When a BP neural network is adopted to train a sample, the number l 'of hidden layer nodes with undetermined values and a learning step length η' both influence the final gesture recognition effect, in order to obtain the optimal recognition rate of the BP algorithm, the change rule of a gesture recognition result along with the number of the hidden layer nodes and the learning step length needs to be analyzed firstly, in order to make the experiment result more reasonable, the value of one parameter needs to be determined firstly, the change rule of the gesture recognition result along with the other parameter needs to be researched, the value range of the hidden layer nodes is determined according to an empirical formula, therefore, the learning step length is set to be a fixed value firstly, the influence of the number of the hidden layer nodes on the gesture recognition result of the BP algorithm is researched, the learning step length is set to be η '═ 0.2, and the number l' of the hidden layer nodes is set to be a number in the empirical value range respectively, so that 8 groups of experiment results of a gesture test sample of 405 can be obtained.
TABLE 1 influence of hidden layer node number on BP Algorithm
Figure GDA0002339662500000101
According to the values given in table 1, we can study the change rule of the gesture recognition rate of the BP algorithm along with the number of nodes of the hidden layer.

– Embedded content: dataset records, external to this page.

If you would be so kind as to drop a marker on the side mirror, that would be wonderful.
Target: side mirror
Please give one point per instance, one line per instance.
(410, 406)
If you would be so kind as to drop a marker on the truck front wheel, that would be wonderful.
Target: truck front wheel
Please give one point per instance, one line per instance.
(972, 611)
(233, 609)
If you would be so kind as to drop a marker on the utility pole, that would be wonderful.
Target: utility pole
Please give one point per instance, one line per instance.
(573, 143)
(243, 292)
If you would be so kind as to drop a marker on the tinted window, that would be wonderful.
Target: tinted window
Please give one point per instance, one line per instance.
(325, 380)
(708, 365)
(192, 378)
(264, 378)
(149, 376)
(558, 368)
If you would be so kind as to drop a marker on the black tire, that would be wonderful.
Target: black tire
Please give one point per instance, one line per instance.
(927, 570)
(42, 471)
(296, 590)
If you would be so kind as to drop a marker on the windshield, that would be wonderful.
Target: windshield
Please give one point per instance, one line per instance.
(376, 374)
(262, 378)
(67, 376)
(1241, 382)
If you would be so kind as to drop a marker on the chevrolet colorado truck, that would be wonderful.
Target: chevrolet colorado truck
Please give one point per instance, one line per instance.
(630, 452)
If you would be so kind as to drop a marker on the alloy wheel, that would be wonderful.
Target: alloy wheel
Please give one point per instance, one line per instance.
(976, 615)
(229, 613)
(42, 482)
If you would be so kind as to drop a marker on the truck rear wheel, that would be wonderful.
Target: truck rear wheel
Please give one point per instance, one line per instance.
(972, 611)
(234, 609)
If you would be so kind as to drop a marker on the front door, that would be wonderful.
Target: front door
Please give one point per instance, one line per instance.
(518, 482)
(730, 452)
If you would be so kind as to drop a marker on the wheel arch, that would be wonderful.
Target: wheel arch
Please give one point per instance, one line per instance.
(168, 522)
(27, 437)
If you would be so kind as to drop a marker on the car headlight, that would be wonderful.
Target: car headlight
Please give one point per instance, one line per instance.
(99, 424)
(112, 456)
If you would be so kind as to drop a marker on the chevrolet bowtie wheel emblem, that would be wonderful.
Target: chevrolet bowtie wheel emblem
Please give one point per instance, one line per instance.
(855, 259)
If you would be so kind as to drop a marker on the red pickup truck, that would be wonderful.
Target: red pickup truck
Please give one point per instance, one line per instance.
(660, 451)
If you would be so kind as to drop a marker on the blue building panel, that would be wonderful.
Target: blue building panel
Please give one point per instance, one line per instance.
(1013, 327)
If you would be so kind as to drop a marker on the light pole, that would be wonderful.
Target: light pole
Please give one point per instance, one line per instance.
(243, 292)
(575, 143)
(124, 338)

FIG. 7 shows the relationship between the number of hidden layer nodes and the gesture recognition rate of the BP algorithm. As can be seen from fig. 7, when the number of hidden layer nodes is within the range of the empirical value, the gesture recognition rate increases with the increase of the number of nodes, and when the number of hidden layer nodes reaches a certain value, the gesture recognition rate may be reduced. This is because increasing the number of hidden layer nodes increases the number of iterations, which causes the neural network to over-fit, resulting in a reduced gesture recognition rate. Therefore, selecting the appropriate number of hidden layer nodes is crucial to the BP neural network model.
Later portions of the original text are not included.